When assessing or critiquing catalog design I’m of the belief that every issue could “always be better.” However, most criticism points to small deficiencies that at the end of the day, do not make a big difference in overall results. Collectively they can make a big difference, but only if your catalog layouts truly stink (which typically is not the case). However, there are a few things I believe CAN sink your results, so I’m going to share the top five catalog design fails that I see on a regular basis.

FAIL #1 Not working your COVERS hard enough. Seriously, your front and back covers are hands-down your most important pages. They are the front doors of your business. If your covers don’t quickly grab attention – quickly say who you are and get the reader inside – then they’ve failed. Also, remember that back covers are just as important as front. In fact, I consider them more important because the products and messages you place in this coveted space have the opportunity to trigger a need, desire or curiosity. Sadly, covers are often an afterthought. Want to learn more about creating powerful covers?

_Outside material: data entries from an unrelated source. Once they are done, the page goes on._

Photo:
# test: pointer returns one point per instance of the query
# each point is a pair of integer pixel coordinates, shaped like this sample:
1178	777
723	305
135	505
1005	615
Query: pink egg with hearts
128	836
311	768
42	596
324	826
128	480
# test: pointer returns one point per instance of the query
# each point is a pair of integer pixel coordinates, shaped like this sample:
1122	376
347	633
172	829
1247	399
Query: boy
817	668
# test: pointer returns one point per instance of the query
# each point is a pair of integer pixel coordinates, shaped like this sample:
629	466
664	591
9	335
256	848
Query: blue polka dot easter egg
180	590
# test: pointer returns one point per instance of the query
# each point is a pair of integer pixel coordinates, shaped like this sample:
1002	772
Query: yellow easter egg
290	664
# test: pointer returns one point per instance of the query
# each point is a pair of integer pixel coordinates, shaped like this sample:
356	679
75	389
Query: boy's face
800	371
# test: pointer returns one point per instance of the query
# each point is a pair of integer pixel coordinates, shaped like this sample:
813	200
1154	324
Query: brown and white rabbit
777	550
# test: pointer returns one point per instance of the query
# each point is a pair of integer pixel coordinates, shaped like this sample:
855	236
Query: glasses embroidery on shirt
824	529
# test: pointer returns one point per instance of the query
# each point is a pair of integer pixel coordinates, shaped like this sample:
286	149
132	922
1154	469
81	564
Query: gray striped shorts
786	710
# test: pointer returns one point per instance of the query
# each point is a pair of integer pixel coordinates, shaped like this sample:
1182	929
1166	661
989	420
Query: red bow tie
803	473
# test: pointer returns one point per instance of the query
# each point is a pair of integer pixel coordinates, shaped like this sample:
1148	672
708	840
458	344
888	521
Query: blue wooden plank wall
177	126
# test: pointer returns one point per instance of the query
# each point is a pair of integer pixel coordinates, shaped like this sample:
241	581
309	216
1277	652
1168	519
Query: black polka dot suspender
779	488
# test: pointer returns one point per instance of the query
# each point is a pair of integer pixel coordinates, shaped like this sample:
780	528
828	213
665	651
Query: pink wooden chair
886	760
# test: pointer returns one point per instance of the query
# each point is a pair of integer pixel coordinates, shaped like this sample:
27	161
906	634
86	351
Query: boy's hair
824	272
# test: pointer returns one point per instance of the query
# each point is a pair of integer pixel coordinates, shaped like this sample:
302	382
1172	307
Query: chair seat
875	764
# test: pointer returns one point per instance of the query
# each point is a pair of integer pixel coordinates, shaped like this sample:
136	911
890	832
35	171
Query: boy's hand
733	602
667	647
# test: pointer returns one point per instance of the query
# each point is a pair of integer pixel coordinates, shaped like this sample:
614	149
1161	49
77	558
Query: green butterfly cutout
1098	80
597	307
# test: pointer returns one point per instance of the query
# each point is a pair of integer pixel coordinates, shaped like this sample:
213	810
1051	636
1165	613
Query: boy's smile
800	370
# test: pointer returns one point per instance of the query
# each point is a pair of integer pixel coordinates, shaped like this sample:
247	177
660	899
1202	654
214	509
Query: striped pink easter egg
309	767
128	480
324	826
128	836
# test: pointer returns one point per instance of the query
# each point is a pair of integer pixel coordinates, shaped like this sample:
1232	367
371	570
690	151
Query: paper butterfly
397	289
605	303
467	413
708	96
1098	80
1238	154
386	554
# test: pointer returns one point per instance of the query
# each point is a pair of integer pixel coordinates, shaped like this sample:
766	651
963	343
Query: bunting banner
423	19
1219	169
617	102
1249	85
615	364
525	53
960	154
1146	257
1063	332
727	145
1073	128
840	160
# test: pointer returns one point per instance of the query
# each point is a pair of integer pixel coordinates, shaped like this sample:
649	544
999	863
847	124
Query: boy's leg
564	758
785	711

FAIL #2 Not creating a sense of EXCLUSIVITY for your unique merchandise concept. This is a biggie because according to research conducted by the ACMA, the No. 1 reason people browse catalogs is because they are looking for something unique. Wow. What do you do to express your unique merchandise assortment? Do you include visuals, copy or headlines that point to exclusivity or how you’ve edited your merchandise assortment? Few catalogs do. Major fail.

FAIL #3 Lack of ENGAGING spreads. Once upon a time, throwing a bunch of products on a catalog spread seemed to work for many brands. All you needed was a picture, a paragraph and a price point. For most brands this no longer works. We have become a society that demands entertainment. In fact, according to a Microsoft study, our attention spans have decreased from 12 seconds (in 2000) to 8 seconds (in 2015) … that’s less than a goldfish, which clocks in at 9 seconds! Consumers want eye candy. For catalogs, this means delivering visually interesting spreads that capture attention and pull the consumer in. This can be accomplished by creating relevant and engaging themes or stories for each spread, or because catalogs are a visual medium, using interesting product or lifestyle imagery. Want to learn more about how to incorporate interesting visuals?

FAIL #4 Lack of BALANCE with visuals, text and density. This is a close cousin to Fail #3. Creating balance in your catalog helps with engagement, which is proven with heat map research. If everything is the same – same-size visuals, same spread density, same repeated design – then consumers spend less time with your catalog. Period. Great catalogs are designed as a whole, creating pacing with a variety of layouts. Sometimes this requires risking valuable real estate for one or two products (or, what we like to call “hero products”). And yes, real estate that presents aspirational or inspirational photography that isn’t always about selling a specific product engages the reader. It also requires fearless copy editing. We are not a nation of readers anymore, as research suggests that 79% of consumers scan-read. You don’t need to tell them everything, just enough to pique their interest and state important facts. Want to learn more about how to create balance in your catalog?

FAIL #5 Giving little thought to important CALLS-TO-ACTION. This is a pet peeve of mine. Catalogs are meant to DRIVE activity. It’s not enough to place your phone number and URL at the bottom of the page. And, we’ve learned through heat maps that creating an icon that invites web traffic is not enough either. Carefully crafted calls-to-action that invite the customer to either see more, learn more or engage online is a major role of the catalog. The copy invitation must be relevant or provide a benefit to the reader, or else it’s wasted space.

So, try this. Gather your catalog team and give your most recent catalog an honest assessment. Forget the small stuff and use these five “fails” as your litmus test for better catalog design.